Nach dem Benito Mussolini in den Krieg ziehen Griechenland erklärt hatten, beschlossen die Briten, den Griechen zu Hilfe zu kommen, indem sie Konvois nach Griechenland schickten. Gleichzeitig beschlossen die Briten, diesen Konvois die Weiterfahrt zu gestatten Betrieb M.B.8.. Diese Operation umfasste eine Reihe von Konvois von und nach Malta sowie einige strategische Bewegungen von Kriegsschiffen. Auch die alten Pläne, den Hafen von Tarent aus der Luft anzugreifen, wurden zurückgestellt und aktualisiert. Der Angriff war Betriebsbeurteilung getauft.

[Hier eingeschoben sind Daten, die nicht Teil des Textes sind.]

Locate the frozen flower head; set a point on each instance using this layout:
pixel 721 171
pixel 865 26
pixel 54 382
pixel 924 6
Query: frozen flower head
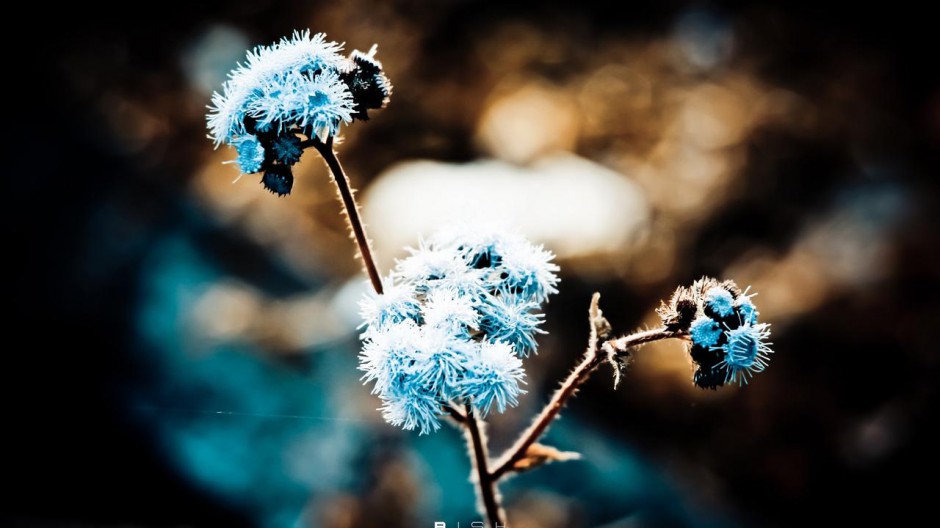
pixel 298 86
pixel 728 344
pixel 454 322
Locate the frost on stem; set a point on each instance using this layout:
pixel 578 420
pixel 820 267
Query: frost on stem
pixel 456 319
pixel 298 85
pixel 727 343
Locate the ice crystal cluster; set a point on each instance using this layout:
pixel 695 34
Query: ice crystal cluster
pixel 455 320
pixel 299 86
pixel 728 344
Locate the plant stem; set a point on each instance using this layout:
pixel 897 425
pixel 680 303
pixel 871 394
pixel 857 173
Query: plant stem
pixel 486 483
pixel 352 209
pixel 578 376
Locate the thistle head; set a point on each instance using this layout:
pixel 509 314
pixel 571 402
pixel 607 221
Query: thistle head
pixel 452 326
pixel 301 85
pixel 727 343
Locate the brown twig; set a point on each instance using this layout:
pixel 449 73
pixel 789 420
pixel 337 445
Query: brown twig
pixel 486 482
pixel 581 373
pixel 352 209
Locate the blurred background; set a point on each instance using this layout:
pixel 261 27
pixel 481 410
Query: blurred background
pixel 190 347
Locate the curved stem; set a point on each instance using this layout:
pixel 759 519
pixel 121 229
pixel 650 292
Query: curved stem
pixel 578 376
pixel 486 483
pixel 352 209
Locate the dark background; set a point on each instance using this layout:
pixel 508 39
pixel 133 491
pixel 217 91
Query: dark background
pixel 829 209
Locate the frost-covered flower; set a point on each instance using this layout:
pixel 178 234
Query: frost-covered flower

Der britische Flugzeugträger HMS Illustrious musste mit seinem Flugzeug gegen die im Hafen liegenden Schlachtschiffe angreifen.
Der Angriff
Kurz vor 21 Uhr, 170 Meilen von Taranto entfernt, Glorreich zwei Angriffswellen von 12 bzw. 9 . FeenschwertfischDie erste Angriffswelle begann um 22.58 Uhr, als die ersten Leuchtraketen abgeworfen wurden. Dann die Schlachtschiffe littorio (zweimal) und die Conte di Cavour (einmal) getroffen von Torpedos.
Ab 23:40 Uhr erfolgte die zweite Angriffswelle über dem Hafen. Wieder wurde das Littorio ebenso getroffen wie das Duilio. Torpedos auf dem Schlachtschiff Vittorio Venetien wurden abgefeuert, trafen den Grund des Hafens und detonierten dort, bevor sie das Schlachtschiff erreichten.
Zur gleichen Zeit wurden einige Bomben auf die Basis abgeworfen für Wasserflugzeuge wo zwei Wasserflugzeuge verloren gingen und ein kleines Feuer ausbrach. Auch der schwere Kreuzer Trient wurde getroffen, aber die Bombe ging nicht hoch. Es gab auch einen erfolglosen Angriff auf die Öldepots.
Die Verluste
Auf britischer Seite gingen zwei Flugzeuge verloren, ein Besatzungsmitglied starb, auf italienischer Seite waren die Folgen gewaltig. Von den fünf Schlachtschiffen, die bei den Italienern im Einsatz waren, wurden drei beschädigt. Die Reparatur des Schadens würde Monate dauern und die Anzahl der Schlachtschiffe zugunsten der Briten ausbalancieren.
Die italienische Marine war jedoch immer noch in der Lage, 27. November1940 teilnehmen an Schlacht von Spartivento. Die eigentliche Abrechnung mit der italienischen Flotte erfolgte später, im März 1941 während der Schlacht von Matapan.